American basketball player (born 1999)

Malik Curry (born February 7, 1999) is an American professional basketball player who played for Al-Rayyan Doha. He played college basketball for the Palm Beach State College, Old Dominion University and West Virginia University.

==College career==

===Palm Beach State College (2017-2019)===
On April 8, 2019, Curry was named to the NJCAA All-America 2nd Team. He led the team in multiple offensive categories and in the conference he finished 2nd in both points-per game and assists. Nationally, he finished 13th in scoring and 16th in assists.

Curry was selected to the 2019 NJCAA All-Star Game in Las Vegas, becoming the first player in the Martin McCann era to be named to the game.

During his time at Palm Beach State College he averaged 21.9 points, 5.9 rebounds and 6.3 assists per game. He was Second Team Junior College All-American, FCSAA Southern Conference Player of the Year, two-time FCSAA Player of the Week and First Team All FCSAA Southern Conference.

===Old Dominion University (2019-2021)===
In May 2019, Curry transferred to Old Dominion University for the 2019–2020 season.

In March 2021, Curry was named to the All-Conference USA Second Team. He started in every game he had played for Old Dominion the 2020–2021 season. He led the team in scoring, assists, steals, three-point percentage and free-throw percentage. Curry was also named to the National Association of Basketball Coaches All-District 11 Second Team.

===West Virginia University (2021-2022)===
In April 2021, Curry transferred to West Virginia University for the 2021–2022 season.

In December 2021, Curry rolled his ankle and was taken out the game in the first half of the UAB game.

In May 2022, Curry participated in the Tampa Bay Pro Combine where he was awarded the Most Valuable Player of game two. He had 24 points, 7 rebounds 5 assists and 2 blocks. His point total was tied for second-most at the combine.

==Professional career==

===ETHA Engomis (2022-2023)===
On August 18, 2022, Curry signed his first professional contract with ETHA Engomis for the 2022-2023 season. On October 11, 2022, Curry received a Hoops Agent Player of the Week award. He had 36 points, 8 rebounds and 2 assists for his team's victory. On October 17, 2022, Curry received a Hoops Agents Player of the Week award for Round 2. He had 29 points, 5 rebounds and 4 assists for his team. He was the league's best scorer averaging 32.5 points per game. On November 7th, he received a Hoops Agents Player of the Week award after having 36 points and 11 rebounds. On November 29th, he received another Hoops Agents Player of the Week award. He had 37 points, 6 rebounds and 2 assists in his team's victory.

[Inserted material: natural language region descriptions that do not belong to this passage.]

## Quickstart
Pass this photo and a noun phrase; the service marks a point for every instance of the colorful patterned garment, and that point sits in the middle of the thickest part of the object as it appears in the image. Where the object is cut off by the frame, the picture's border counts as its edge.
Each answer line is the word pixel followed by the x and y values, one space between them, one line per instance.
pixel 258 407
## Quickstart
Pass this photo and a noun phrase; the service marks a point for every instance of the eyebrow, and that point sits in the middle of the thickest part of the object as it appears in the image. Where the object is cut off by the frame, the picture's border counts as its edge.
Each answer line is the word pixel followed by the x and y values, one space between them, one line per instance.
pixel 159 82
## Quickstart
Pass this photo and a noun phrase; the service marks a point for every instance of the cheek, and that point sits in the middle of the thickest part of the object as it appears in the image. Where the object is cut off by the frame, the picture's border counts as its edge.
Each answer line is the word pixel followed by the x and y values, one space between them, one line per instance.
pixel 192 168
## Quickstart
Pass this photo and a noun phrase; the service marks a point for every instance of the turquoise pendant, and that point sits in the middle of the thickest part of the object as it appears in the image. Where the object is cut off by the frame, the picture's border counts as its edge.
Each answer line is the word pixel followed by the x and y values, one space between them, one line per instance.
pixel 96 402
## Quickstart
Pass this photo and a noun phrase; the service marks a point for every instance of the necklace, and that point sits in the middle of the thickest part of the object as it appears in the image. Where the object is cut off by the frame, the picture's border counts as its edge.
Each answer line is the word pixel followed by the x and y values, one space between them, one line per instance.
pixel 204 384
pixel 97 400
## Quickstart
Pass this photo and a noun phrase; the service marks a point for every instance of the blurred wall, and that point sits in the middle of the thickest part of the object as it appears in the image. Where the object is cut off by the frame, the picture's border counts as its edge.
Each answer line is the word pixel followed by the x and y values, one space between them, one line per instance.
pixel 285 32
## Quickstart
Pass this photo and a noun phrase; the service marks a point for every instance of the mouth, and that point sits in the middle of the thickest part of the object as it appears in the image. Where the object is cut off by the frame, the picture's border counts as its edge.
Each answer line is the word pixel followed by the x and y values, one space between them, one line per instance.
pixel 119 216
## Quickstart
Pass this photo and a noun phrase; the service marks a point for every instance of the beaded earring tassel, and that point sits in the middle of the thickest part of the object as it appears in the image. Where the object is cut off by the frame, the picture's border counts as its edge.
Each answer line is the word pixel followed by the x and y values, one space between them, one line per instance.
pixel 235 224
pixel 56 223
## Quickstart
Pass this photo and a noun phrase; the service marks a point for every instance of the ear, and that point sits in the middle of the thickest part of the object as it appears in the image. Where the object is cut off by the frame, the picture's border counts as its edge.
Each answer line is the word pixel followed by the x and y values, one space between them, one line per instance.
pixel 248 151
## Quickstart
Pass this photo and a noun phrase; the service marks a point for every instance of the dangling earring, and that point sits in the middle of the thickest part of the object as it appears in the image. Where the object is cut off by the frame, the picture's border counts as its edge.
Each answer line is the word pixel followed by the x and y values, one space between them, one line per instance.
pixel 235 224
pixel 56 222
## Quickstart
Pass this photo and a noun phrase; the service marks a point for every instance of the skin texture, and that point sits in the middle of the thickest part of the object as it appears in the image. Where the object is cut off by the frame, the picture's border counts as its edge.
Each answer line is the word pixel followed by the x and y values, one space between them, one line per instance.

===Al-Rayyan Doha (2023 & 2025)===
On March 1, 2023, Curry signed with Al-Rayyan Doha for the season. He started the season with ETHA Engomis where he averaged 26.9 points, 5.9 rebounds and 4.1 assists per game. He was also voted the League Player of the Week four times in Cyprus.

===Defensor Sporting (2023-2024 & 2024-2025)===
On December 14, 2023, Curry received a Hoops Agents Player of the Week award for Round 13. He had 29 points, 6 rebounds, and 5 assists for the teams win.On September 4, 2024, Curry signed to re-join Defensor Sporting Club.

On October 24, 2024, Curry received a Hoops Agents Player of the Week award for Round 6. He had a game-high 21 points, 4 rebounds, and 6 assists.

==Personal life==
Curry's father, Herman Curry, was murdered in front of hundreds of people during a soccer tournament in Wilmington, DE when Curry was 13.

Curry became a father in 2020 to a son.

Curry is the youngest of six children.